In response, some students starting throwing rocks and other objects at the police, resulting in complete mayhem.
While the police claimed the students initiated the confrontation, footage of the incident proved otherwise.
“On Thursday morning, Le Devoir wrote that the images shown on CTV and CBC confirmed that the police had in fact sent the tear gas before the demonstrators started their physical hostility,” wrote Link reporter Pierre-Olivier Savoie.
The students were protesting the summit, which they saw as a PR stunt by the government since a very limited number of students were allowed to speak.
“Premier Lucien Bouchard might love them, but summits are not a healthy way to govern a society. And this week’s Youth Summit provided further evidence . Lobby groups haggled behind closed doors,” wrote Josée Legault in The Gazette following the end of the summit.
In April 2000, The Fédération étudiante universitaire du Québec leaked a document from the Ministry of Education revealing a new plan to tie a university’s funding to their performance.

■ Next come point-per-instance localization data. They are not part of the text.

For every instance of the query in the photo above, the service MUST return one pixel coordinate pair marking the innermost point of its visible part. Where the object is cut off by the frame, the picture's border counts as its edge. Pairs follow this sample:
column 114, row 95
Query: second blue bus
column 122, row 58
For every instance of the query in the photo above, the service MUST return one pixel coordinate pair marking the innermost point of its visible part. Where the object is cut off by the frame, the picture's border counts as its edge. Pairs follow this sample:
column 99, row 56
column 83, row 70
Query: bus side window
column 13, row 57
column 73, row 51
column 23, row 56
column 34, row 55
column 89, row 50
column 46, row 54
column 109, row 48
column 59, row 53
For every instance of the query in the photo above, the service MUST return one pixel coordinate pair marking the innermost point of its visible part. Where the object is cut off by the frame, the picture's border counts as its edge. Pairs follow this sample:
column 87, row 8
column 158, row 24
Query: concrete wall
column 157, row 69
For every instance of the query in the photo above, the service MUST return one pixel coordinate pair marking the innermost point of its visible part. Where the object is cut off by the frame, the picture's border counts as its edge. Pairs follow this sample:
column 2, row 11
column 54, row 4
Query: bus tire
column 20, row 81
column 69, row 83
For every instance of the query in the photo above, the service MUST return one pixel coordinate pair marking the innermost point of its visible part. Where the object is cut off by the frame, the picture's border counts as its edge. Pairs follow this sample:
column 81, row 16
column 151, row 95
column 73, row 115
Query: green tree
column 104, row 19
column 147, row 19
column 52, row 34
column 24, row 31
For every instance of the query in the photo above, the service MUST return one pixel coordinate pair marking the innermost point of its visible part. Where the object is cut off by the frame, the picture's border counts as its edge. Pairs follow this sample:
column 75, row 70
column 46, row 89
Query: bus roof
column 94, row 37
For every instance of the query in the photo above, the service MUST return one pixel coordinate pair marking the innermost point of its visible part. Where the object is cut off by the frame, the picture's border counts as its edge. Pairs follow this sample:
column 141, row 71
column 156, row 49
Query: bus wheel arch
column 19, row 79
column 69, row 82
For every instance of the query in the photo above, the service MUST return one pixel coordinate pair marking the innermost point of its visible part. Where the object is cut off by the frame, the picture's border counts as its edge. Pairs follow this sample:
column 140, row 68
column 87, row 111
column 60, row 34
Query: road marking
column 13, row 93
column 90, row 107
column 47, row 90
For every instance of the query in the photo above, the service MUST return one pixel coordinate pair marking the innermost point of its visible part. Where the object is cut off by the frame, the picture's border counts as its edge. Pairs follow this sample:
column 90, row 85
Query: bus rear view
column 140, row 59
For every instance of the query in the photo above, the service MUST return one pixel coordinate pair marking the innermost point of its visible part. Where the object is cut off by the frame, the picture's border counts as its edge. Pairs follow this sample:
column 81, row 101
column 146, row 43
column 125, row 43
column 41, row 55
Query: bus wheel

The schools would have to sign “performance contracts” directly linking numbers such as employment rate amongst recent graduates, to the level of funding received.
The proposal generated a lot of anger among professors and students in most universities—except within Concordia’s administration.
Cue this cover by The Link.
“Schools would have to guarantee the rate of employment among graduates and the number of courses professors teach. That means less art and the more burnt-out profs,” read the cover of issue The Link. “Most universities are aghast at the government’s interference, but Concordia can’t wait to sign on the dotted line.”
Twelve years ago, Legault concluded her column about the youth summit saying, “This is the first time in a century that a generation is poorer than the preceding one. And things are not about to get better. So, could we kindly get a consensus that if education is essential, the battle against growing precariousness should be the ultimate priority of any government?”
Let’s hope the upcoming summit goes better than this one did.